Monday, March 9, 2009

Featured Whine: Want to Plan a Party?

There are blogs that I love for their insight, poignancy and humor. I love Frogs in My Formula for being consistently hysterical and for having a mullet.

So you want to be the party planner? Fucking go ahead.

I try to socialize now that I have a child. I really do. I try to hang out with my friends and not complain about the fact that I often drive an hour or more to see them, even though they also have working cars and don’t have small children at home. Children they don’t see as much as they like because they work full time and manage a household and like to have time to shave their legs every once in awhile.

Nope, I don’t say a word.

But you know what? When I suggest that we throw a going-away party for our mutual friend and you swoop down and send out an Evite mere seconds later and the party is conveniently located at your house—again—I feel like lacing the perimeter of your house with pretty sticks of dynamite and blowing it to smithereens so we can have the party in a more mutually agreeable location.

Like, somewhere that doesn’t cost me $30 in gas to get to.

And fuck, while we’re at it, why don’t we discuss a day and time for the party, too? Cause, you know, maybe Sunday night—a night usually reserved for laundry, story time and binge drinking—doesn’t work for me. Maybe I’d like to have a Sunday brunch during my kid’s naptime at a restaurant that serves actual food so I don’t feel obliged to bake something that we all know is going to turn out like crap anyway.

But no, let’s do it your way. Your big, bad, fat butt, self-absorbed way.

Douche bag.

4 comments:

Marinka said...

What kind of person plans stuff for Sunday night? I suspect she's a Satan worshipper.

Marinka said...

What kind of person plans stuff for Sunday night? I suspect she's a Satan worshipper.

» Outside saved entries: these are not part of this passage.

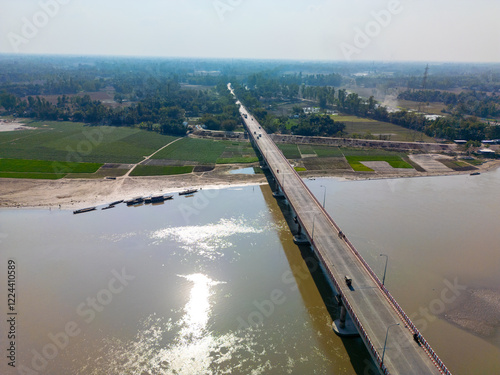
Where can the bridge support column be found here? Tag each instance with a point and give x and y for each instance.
(277, 192)
(299, 238)
(344, 326)
(343, 315)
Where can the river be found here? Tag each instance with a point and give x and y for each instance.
(213, 284)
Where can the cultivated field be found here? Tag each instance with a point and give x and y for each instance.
(366, 128)
(207, 151)
(76, 142)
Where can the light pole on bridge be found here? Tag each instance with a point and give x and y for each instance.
(385, 269)
(385, 343)
(324, 196)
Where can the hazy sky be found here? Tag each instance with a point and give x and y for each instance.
(422, 30)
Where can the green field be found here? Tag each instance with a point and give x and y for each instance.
(43, 169)
(32, 175)
(351, 119)
(326, 151)
(153, 170)
(306, 150)
(76, 142)
(393, 160)
(207, 151)
(372, 129)
(290, 151)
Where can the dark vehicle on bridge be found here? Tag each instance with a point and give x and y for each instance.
(348, 281)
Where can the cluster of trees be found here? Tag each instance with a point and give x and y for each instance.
(164, 112)
(318, 125)
(474, 103)
(488, 82)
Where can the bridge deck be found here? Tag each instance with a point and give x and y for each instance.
(370, 305)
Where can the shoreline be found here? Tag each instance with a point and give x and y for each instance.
(72, 194)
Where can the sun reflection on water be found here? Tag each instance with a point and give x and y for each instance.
(197, 310)
(206, 240)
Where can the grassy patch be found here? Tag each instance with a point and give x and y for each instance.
(326, 164)
(290, 151)
(237, 160)
(394, 161)
(475, 162)
(306, 149)
(380, 130)
(208, 151)
(258, 170)
(32, 175)
(155, 170)
(357, 166)
(351, 119)
(44, 166)
(457, 165)
(326, 151)
(63, 141)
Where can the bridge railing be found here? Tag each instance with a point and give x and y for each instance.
(432, 354)
(434, 357)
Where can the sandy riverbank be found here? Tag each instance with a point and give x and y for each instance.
(79, 193)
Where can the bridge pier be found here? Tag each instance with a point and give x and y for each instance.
(344, 326)
(278, 193)
(300, 238)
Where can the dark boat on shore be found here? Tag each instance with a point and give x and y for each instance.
(189, 191)
(133, 201)
(83, 210)
(157, 198)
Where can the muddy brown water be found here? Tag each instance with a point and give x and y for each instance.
(213, 283)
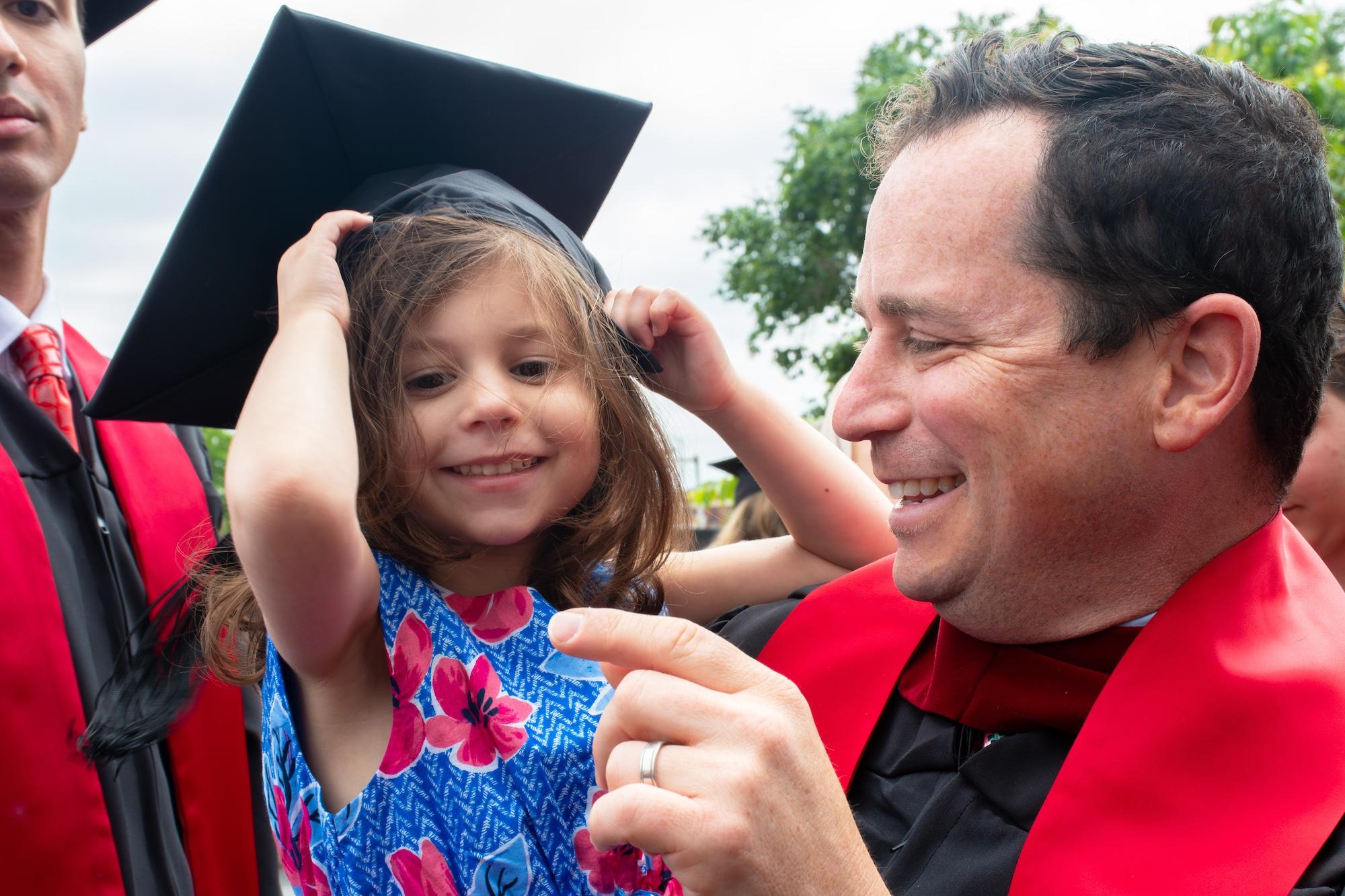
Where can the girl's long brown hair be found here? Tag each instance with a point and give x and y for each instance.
(631, 517)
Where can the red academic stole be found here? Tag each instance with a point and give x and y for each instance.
(1210, 760)
(54, 822)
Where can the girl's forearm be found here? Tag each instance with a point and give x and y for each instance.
(828, 503)
(297, 427)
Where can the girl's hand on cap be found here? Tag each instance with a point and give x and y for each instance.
(309, 278)
(697, 373)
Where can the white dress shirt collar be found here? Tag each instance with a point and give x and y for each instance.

Domestic Goddess (In Training) said...

I had someone totally hijack a baby shower I was throwing and turn it to crap, so I hear ya... and why is it the hijacker comes to the victim after and says "by the way, you owe me $100 for your cut of the baby shit ice scuplture." Really, because I have a baby so I could have frozen his shit for free!!!

blognut said...

My neighbor once hijacked our New Year's Eve party like that. I bitch-slapped her (on the inside), and then I had a great time at the party. The best part of it was going home and leaving her with the mess.